11:03 – We’re shipping our first chemistry kit to Canada today. I’ll haul it out to the local post office and ask them to take a look at it and the paperwork, and to weigh it just to make sure what it actually weighs. Then I’ll haul it back here, print the Click-and-Ship postage label and hand it to the letter carrier this afternoon.
I also need to stop by the lawn and garden store and pick two or three bags of vermiculite. One bag is four cubic feet (100+ liters). To meet shipping regulations, we pack chemicals in gallon (3.79 L) ziplock bags with a liter scoop of vermiculite added to serve as cushioning and absorbent, so one bag suffices for about 100 kits.
I spent most of yesterday making up solutions for chemistry kits. Barbara spent the day labeling, finishing 1,590 containers, which gave us 30 forensics kits’ worth. That’s one set of 30 labels for a 125 mL bottle, 20 sets for 15 mL bottles, 15 sets for 30 mL bottles, six sets for 30 mL widemouth bottles, and 11 sets for envelopes. She’d previously labeled a dozen sets of envelopes, so that means the forensics kits total 65 containers each.
And I just got off the phone with Crucial. Apparently, someone attempted to use my credit card number to place a $585 order on Tuesday. The Crucial rep said their internal security flagged the transaction immediately. They hadn’t actually run the charge through, but had only placed a query with AmEx to verify the card was valid and place a $585 reduction in our available credit. The rep said that they didn’t actually charge a card until the order shipped, which it obviously never will, so AmEx would automatically remove that $585 placeholder.

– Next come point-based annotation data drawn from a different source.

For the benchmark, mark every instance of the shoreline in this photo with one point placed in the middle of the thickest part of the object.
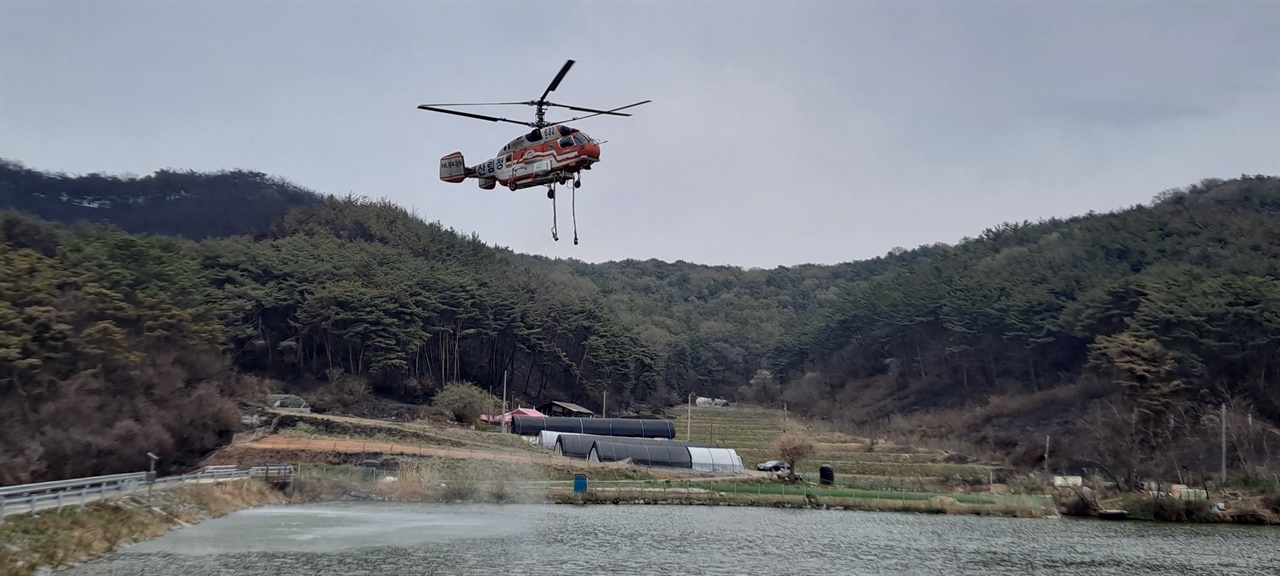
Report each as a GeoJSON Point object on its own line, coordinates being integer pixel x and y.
{"type": "Point", "coordinates": [55, 540]}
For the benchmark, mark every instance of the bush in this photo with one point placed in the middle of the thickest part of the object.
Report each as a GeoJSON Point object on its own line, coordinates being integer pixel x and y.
{"type": "Point", "coordinates": [464, 400]}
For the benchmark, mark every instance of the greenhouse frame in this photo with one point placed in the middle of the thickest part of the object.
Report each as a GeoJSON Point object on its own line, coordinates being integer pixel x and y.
{"type": "Point", "coordinates": [636, 428]}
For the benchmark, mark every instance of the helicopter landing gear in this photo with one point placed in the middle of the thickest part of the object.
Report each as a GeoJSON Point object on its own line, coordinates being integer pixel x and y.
{"type": "Point", "coordinates": [551, 193]}
{"type": "Point", "coordinates": [577, 183]}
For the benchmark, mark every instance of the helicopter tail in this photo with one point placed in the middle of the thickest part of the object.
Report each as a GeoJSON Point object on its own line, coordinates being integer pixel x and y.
{"type": "Point", "coordinates": [453, 169]}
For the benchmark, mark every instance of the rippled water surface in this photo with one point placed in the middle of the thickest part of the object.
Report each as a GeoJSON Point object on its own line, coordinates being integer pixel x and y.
{"type": "Point", "coordinates": [465, 539]}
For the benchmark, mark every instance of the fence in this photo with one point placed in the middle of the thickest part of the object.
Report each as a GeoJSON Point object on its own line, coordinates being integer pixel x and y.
{"type": "Point", "coordinates": [31, 498]}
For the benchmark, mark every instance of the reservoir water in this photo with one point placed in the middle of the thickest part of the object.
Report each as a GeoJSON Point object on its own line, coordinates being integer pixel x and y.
{"type": "Point", "coordinates": [543, 539]}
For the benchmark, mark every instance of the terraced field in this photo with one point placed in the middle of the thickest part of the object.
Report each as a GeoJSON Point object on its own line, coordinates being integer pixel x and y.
{"type": "Point", "coordinates": [753, 432]}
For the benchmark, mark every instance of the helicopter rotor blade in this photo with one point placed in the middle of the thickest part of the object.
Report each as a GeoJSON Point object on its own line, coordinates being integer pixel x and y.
{"type": "Point", "coordinates": [558, 77]}
{"type": "Point", "coordinates": [483, 104]}
{"type": "Point", "coordinates": [471, 115]}
{"type": "Point", "coordinates": [586, 109]}
{"type": "Point", "coordinates": [604, 112]}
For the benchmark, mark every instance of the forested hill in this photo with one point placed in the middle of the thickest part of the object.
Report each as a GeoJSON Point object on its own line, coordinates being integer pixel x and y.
{"type": "Point", "coordinates": [1133, 327]}
{"type": "Point", "coordinates": [113, 343]}
{"type": "Point", "coordinates": [187, 204]}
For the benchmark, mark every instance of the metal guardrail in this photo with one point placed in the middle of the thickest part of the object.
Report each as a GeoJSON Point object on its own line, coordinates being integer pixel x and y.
{"type": "Point", "coordinates": [31, 498]}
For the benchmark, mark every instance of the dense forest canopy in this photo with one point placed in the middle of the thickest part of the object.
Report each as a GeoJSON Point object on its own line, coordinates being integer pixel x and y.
{"type": "Point", "coordinates": [115, 343]}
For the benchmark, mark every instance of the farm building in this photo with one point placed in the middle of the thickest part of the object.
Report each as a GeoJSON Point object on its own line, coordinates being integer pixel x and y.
{"type": "Point", "coordinates": [638, 428]}
{"type": "Point", "coordinates": [547, 440]}
{"type": "Point", "coordinates": [557, 408]}
{"type": "Point", "coordinates": [667, 455]}
{"type": "Point", "coordinates": [702, 457]}
{"type": "Point", "coordinates": [640, 455]}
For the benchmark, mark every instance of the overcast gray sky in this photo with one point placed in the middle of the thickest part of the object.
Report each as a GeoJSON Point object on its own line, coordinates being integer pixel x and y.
{"type": "Point", "coordinates": [778, 133]}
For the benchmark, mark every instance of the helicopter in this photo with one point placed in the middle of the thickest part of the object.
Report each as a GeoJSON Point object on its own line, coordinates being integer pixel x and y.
{"type": "Point", "coordinates": [548, 155]}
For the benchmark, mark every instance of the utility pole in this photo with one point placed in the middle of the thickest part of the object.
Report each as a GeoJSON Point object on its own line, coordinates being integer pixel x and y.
{"type": "Point", "coordinates": [1223, 480]}
{"type": "Point", "coordinates": [1046, 457]}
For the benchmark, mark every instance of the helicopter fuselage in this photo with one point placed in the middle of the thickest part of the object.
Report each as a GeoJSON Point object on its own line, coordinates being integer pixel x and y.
{"type": "Point", "coordinates": [545, 155]}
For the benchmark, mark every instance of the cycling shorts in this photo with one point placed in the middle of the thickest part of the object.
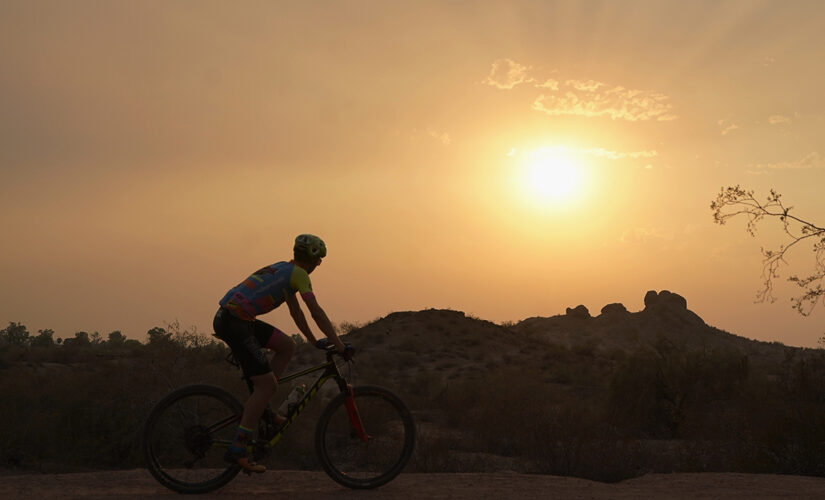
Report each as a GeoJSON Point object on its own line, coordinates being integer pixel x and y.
{"type": "Point", "coordinates": [247, 340]}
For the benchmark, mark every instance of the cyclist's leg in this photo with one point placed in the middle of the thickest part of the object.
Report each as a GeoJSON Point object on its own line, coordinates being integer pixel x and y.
{"type": "Point", "coordinates": [240, 336]}
{"type": "Point", "coordinates": [284, 348]}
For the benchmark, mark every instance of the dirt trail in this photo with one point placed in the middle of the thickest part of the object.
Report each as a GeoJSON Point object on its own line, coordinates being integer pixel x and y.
{"type": "Point", "coordinates": [316, 485]}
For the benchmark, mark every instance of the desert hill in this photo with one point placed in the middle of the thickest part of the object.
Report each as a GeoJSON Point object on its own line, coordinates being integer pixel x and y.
{"type": "Point", "coordinates": [607, 396]}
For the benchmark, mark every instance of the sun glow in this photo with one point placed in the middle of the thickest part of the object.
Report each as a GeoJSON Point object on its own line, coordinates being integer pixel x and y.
{"type": "Point", "coordinates": [552, 176]}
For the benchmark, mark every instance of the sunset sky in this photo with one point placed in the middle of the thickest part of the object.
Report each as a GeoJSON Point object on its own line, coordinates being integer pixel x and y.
{"type": "Point", "coordinates": [506, 159]}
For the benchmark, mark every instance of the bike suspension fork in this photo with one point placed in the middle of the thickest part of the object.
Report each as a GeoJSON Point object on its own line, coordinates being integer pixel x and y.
{"type": "Point", "coordinates": [354, 416]}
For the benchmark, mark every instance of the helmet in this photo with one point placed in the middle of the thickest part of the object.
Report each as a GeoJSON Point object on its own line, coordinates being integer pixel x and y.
{"type": "Point", "coordinates": [310, 245]}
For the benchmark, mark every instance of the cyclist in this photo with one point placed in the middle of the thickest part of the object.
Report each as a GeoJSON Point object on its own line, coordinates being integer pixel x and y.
{"type": "Point", "coordinates": [235, 323]}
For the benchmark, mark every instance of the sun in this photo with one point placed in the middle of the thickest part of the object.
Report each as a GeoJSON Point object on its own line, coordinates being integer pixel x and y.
{"type": "Point", "coordinates": [552, 176]}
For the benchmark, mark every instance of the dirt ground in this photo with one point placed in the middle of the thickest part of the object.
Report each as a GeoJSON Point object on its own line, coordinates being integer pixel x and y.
{"type": "Point", "coordinates": [316, 485]}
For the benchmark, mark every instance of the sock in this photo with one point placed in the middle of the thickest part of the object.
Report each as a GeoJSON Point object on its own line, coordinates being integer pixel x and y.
{"type": "Point", "coordinates": [242, 436]}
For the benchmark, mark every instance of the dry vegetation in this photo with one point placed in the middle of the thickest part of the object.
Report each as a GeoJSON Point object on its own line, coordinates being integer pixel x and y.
{"type": "Point", "coordinates": [607, 397]}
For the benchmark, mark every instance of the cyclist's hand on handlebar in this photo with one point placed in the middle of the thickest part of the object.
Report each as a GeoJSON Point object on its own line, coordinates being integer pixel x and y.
{"type": "Point", "coordinates": [347, 353]}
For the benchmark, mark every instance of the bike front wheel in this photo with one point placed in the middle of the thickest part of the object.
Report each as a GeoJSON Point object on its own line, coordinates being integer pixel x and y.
{"type": "Point", "coordinates": [367, 444]}
{"type": "Point", "coordinates": [186, 436]}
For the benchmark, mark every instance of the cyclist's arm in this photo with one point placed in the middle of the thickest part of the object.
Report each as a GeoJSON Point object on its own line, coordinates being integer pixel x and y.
{"type": "Point", "coordinates": [322, 320]}
{"type": "Point", "coordinates": [299, 318]}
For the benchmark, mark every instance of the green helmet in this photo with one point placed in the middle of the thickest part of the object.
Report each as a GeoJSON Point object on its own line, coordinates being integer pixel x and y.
{"type": "Point", "coordinates": [310, 245]}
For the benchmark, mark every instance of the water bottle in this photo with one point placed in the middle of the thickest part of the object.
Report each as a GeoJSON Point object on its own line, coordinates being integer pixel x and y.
{"type": "Point", "coordinates": [291, 400]}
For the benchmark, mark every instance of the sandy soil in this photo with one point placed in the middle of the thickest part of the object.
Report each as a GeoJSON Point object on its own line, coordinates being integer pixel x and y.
{"type": "Point", "coordinates": [316, 485]}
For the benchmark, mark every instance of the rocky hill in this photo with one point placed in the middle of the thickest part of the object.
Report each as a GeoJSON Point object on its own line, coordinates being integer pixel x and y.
{"type": "Point", "coordinates": [604, 397]}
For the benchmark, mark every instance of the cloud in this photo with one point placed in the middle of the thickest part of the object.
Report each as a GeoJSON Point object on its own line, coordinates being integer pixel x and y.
{"type": "Point", "coordinates": [617, 155]}
{"type": "Point", "coordinates": [596, 152]}
{"type": "Point", "coordinates": [646, 235]}
{"type": "Point", "coordinates": [429, 133]}
{"type": "Point", "coordinates": [777, 119]}
{"type": "Point", "coordinates": [597, 99]}
{"type": "Point", "coordinates": [579, 97]}
{"type": "Point", "coordinates": [809, 161]}
{"type": "Point", "coordinates": [506, 74]}
{"type": "Point", "coordinates": [727, 127]}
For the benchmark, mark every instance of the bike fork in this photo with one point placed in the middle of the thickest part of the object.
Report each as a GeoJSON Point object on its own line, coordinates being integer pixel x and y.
{"type": "Point", "coordinates": [354, 416]}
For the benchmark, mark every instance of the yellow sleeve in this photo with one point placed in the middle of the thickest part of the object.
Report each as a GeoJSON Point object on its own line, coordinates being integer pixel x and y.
{"type": "Point", "coordinates": [299, 280]}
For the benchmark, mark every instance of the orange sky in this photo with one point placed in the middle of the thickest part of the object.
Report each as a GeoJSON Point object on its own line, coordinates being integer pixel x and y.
{"type": "Point", "coordinates": [152, 154]}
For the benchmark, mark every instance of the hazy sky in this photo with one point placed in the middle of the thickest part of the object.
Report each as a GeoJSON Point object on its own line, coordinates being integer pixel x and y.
{"type": "Point", "coordinates": [152, 154]}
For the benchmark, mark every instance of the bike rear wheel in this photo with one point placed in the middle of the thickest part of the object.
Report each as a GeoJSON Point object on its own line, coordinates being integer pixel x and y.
{"type": "Point", "coordinates": [186, 436]}
{"type": "Point", "coordinates": [371, 460]}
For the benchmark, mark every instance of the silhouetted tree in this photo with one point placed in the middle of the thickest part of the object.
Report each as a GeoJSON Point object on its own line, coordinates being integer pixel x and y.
{"type": "Point", "coordinates": [159, 336]}
{"type": "Point", "coordinates": [81, 339]}
{"type": "Point", "coordinates": [15, 333]}
{"type": "Point", "coordinates": [734, 201]}
{"type": "Point", "coordinates": [116, 339]}
{"type": "Point", "coordinates": [44, 339]}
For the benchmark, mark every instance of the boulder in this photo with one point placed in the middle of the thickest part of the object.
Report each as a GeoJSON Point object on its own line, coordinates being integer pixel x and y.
{"type": "Point", "coordinates": [664, 298]}
{"type": "Point", "coordinates": [614, 309]}
{"type": "Point", "coordinates": [578, 312]}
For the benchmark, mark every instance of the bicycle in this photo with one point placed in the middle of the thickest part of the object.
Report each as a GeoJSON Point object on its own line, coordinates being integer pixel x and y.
{"type": "Point", "coordinates": [363, 438]}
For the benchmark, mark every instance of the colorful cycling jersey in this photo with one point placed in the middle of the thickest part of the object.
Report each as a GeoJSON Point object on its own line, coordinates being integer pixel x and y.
{"type": "Point", "coordinates": [266, 289]}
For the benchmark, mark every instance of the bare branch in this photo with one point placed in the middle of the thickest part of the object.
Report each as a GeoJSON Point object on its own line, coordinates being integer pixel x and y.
{"type": "Point", "coordinates": [735, 201]}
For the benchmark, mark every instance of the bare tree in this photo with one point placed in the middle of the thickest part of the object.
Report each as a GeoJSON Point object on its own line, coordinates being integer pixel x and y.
{"type": "Point", "coordinates": [735, 201]}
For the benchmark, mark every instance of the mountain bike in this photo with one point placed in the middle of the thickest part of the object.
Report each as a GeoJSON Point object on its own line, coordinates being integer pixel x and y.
{"type": "Point", "coordinates": [363, 438]}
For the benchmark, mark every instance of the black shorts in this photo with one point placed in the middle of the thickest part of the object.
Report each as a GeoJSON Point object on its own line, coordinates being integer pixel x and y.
{"type": "Point", "coordinates": [246, 339]}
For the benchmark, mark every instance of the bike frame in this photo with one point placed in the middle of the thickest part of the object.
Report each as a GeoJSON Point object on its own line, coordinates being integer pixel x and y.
{"type": "Point", "coordinates": [330, 371]}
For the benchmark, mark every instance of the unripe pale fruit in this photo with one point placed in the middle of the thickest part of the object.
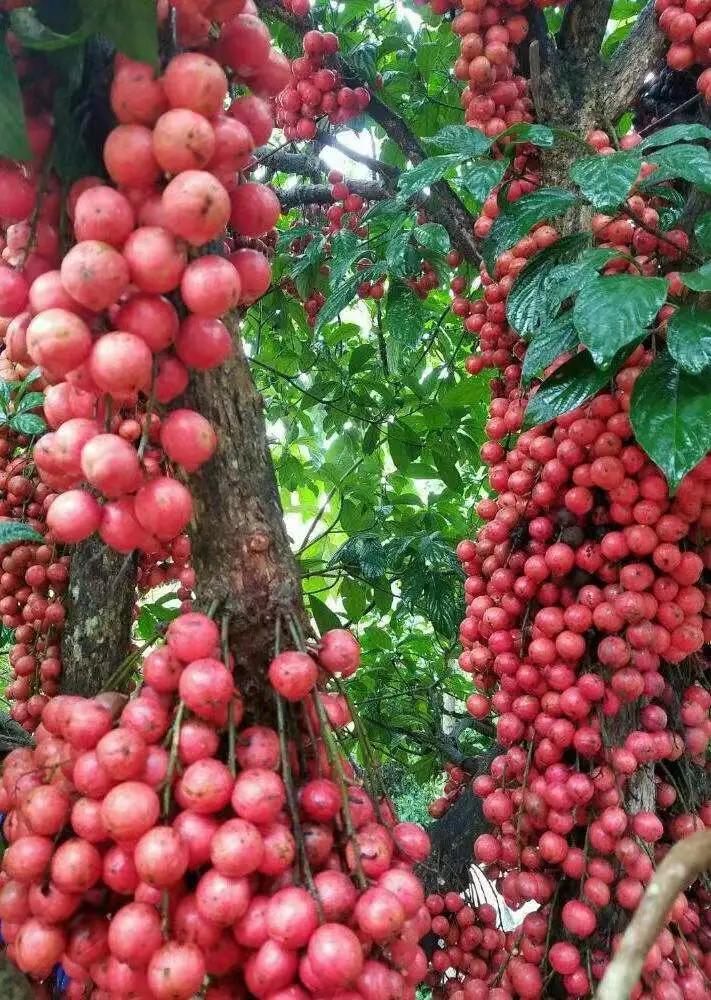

I wish our legal system would begin dealing with thieves as they used to be dealt with; at least as severely as murderers. Britain used to hang thieves, which unquestionably had a deterrent effect on the particular thief being hanged as well as on other would-be thieves. I’ve always thought Winston-Salem would be a much better place if, one weekend, we had a mass execution and hanged, say, the worst 1,000 people in Winston. Thieves, rapists, child molesters, politicians who lie or steal, scammers (particularly those who focus on the elderly), spammers, and so on.